EDIT: Oder meinst du genau die (etwas .. knappere) Beschreibung von Rucksackproblem ? Wikipedia ? Da ist ja sogar schon Pseudocode dabei ???:L


----------



## Timo90 (20. Jan 2010)

am Ende soll halt immer überprüft werden, ob die aktuelle Wertkonstellation das Maximum ist...nach n^n Durchläufen soll dann aber das endgültige Maximum zurückgegeben werden!


----------



## Marco13 (20. Jan 2010)

Mit welchem Algorithmus soll man denn n^n Durchläufe brauchen?

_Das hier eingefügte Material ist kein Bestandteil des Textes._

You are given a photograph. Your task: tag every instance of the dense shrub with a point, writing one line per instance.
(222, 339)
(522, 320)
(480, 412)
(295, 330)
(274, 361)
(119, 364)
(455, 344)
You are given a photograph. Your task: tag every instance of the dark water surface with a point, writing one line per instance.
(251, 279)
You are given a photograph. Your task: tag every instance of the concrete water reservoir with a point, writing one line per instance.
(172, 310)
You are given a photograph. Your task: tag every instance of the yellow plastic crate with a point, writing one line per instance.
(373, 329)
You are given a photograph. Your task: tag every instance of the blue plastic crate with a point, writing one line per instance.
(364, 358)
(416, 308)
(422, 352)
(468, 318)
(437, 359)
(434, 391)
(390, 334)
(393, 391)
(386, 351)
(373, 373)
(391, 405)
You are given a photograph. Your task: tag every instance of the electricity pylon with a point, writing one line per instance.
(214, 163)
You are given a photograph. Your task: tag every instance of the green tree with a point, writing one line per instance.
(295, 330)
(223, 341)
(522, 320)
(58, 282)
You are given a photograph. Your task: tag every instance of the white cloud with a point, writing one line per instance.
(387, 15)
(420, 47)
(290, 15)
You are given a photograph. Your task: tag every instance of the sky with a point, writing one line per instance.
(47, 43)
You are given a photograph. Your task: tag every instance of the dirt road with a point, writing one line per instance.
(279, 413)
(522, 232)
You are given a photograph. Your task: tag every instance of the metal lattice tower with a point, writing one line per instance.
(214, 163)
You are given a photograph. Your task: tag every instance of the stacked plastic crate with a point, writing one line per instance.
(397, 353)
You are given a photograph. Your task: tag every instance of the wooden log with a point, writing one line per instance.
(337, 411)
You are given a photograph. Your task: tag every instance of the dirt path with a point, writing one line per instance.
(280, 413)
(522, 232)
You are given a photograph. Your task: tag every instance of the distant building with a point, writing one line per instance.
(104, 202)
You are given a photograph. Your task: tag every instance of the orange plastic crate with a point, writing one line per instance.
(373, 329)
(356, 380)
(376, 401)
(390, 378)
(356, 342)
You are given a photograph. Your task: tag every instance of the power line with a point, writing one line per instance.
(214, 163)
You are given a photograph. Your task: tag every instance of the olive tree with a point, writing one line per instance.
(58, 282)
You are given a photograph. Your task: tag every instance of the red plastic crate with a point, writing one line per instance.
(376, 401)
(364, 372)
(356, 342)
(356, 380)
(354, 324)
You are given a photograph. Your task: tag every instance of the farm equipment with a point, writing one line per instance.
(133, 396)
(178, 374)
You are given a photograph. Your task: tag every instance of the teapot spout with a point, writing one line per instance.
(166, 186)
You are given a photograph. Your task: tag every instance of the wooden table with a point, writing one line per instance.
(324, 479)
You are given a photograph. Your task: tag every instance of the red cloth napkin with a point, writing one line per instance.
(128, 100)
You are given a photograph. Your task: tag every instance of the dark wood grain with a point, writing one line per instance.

Zwischendurch mal ein Link auf http://www.java-forum.org/codeschnipsel-u-projekte/81973-combinatorics.html , vielleicht ist da ja schon das dabei, was du suchst... (falls du weißt, was das ist)


----------



## Timo90 (20. Jan 2010)

ok n^n ist wohl ein bissche übertrieben^^ !!!


----------



## Marco13 (20. Jan 2010)

Kann man hinkreigen, wenn man's drauf anlegt  
Also... die Fragen sind ja noch nicht beantwortet...?!


----------



## Timo90 (21. Jan 2010)

Ich nehm mal an das ich das passende übersehen hab aus deinem geposteten link...


----------



## Marco13 (21. Jan 2010)

Es kann gut sein, dass da nichts passendes dabei ist, nachdem ja noch nicht klar ist, was gemacht werden soll. Hast du mal versucht, einfach den Pseudocode von Rucksackproblem ? Wikipedia runterzuprogrammieren?


----------